Chinese Chemical Letters  2020, Vol. 31 Issue (5): 1263-1266   PDF    
Hyperinoids A and B, two polycyclic meroterpenoids from Hypericum patulum
Xinyu Jiaa,c, Yongmei Wub, Chun Leia, Yanyan Yub, Jianqi Lic,*, Jingya Lib,*, Aijun Houa,*     
a School of Pharmacy, State Key Laboratory of Medical Neurobiology, Fudan University, Shanghai 201203, China;
b National Center for Drug Screening, Shanghai Institute of Materia Medica, Chinese Academy of Sciences, Shanghai 201203, China;
c Shanghai Institute of Pharmaceutical Industry, Shanghai 201203, China
Abstract: Hyperinoids A (1) and B (2), two prenylated acylphloroglucinol related meroterpenoids, were isolated from Hypericum patulum. Compound 1 incorporates an unprecedented 11, 12-dioxatetracyclo[, 7.04, 14]tetradecane system, while 2 possesses a unique 10, 11-dioxatetracyclo[, 7.04, 13] tridecane system. Their structures were established by spectroscopic analysis and X-ray crystallographic data. Compounds 1 and 2 were identified as potent NF-κB inhibitors and suppressed the LPS-induced inflammatory responses in RAW 246.7 macrophages and primary mouse BMDM cells
Keywords: Meroterpenoids    Hyperinoids A and B    Anti-inflammation    Hypericum patulum    Guttiferae    

The genus Hypericum (Guttiferae) comprises about 460 species globally distributed in temperate and subtropical regions [1]. There are 64 species in China, and some of them have antibacterial, anti-inflammatory, and hemostatic efficacy [2]. The Hypericum plants have triggered interests of natural product chemists owing to an array of meroterpenoids they generated. These metabolites not only have diverse and complex structures derived from polyprenylated acylphloroglucinol core with prenyl, geranyl, and acyl groups, but also possess intriguing bioactivities including antidepressant, neuroprotective, anti-inflammatory, antitumor, antibacterial, and antiviral activities [3-6].
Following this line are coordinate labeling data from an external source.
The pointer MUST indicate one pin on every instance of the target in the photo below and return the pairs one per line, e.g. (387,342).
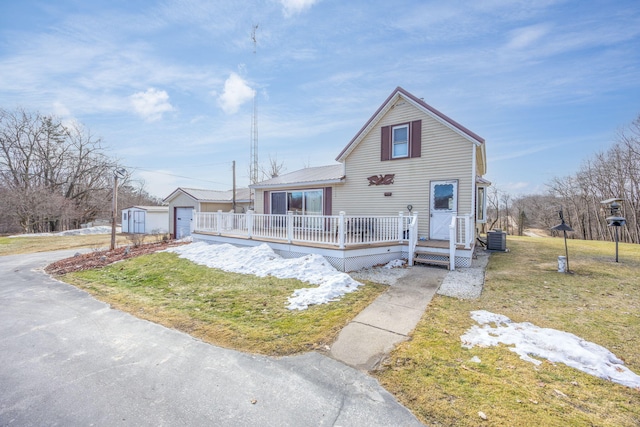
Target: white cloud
(236,92)
(151,104)
(526,36)
(294,7)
The plant Hypericum patulum is a shrub widespread in China and can be used as a folk medicine for the treatment of gonorrhea, hepatitis, cold, tonsillitis, and bruises [2]. Some novel prenylated acylphloroglucinol meroterpenoids from this plant have been reported previously [7-9]. As a continuing exploration to seek structurally diverse and biologically interesting meroterpenoids from higher plants [10-12], phytochemical investigation on the aerial parts of H. patulum afforded two novel tetracyclic meroterpenoids, hyperinoids A (1) and B (2) (Fig. 1). Both structures with absolute configurations were elucidated by extensive analysis of NMR, MS, and X-ray crystallographic data. Compounds 1 and 2 possess two unprecedented tetracyclic systems of 11, 12-dioxatetracyclo[, 7.04, 14]tetradecane and 10, 11-dioxatetracyclo[, 7.04, 13]tridecane, respectively.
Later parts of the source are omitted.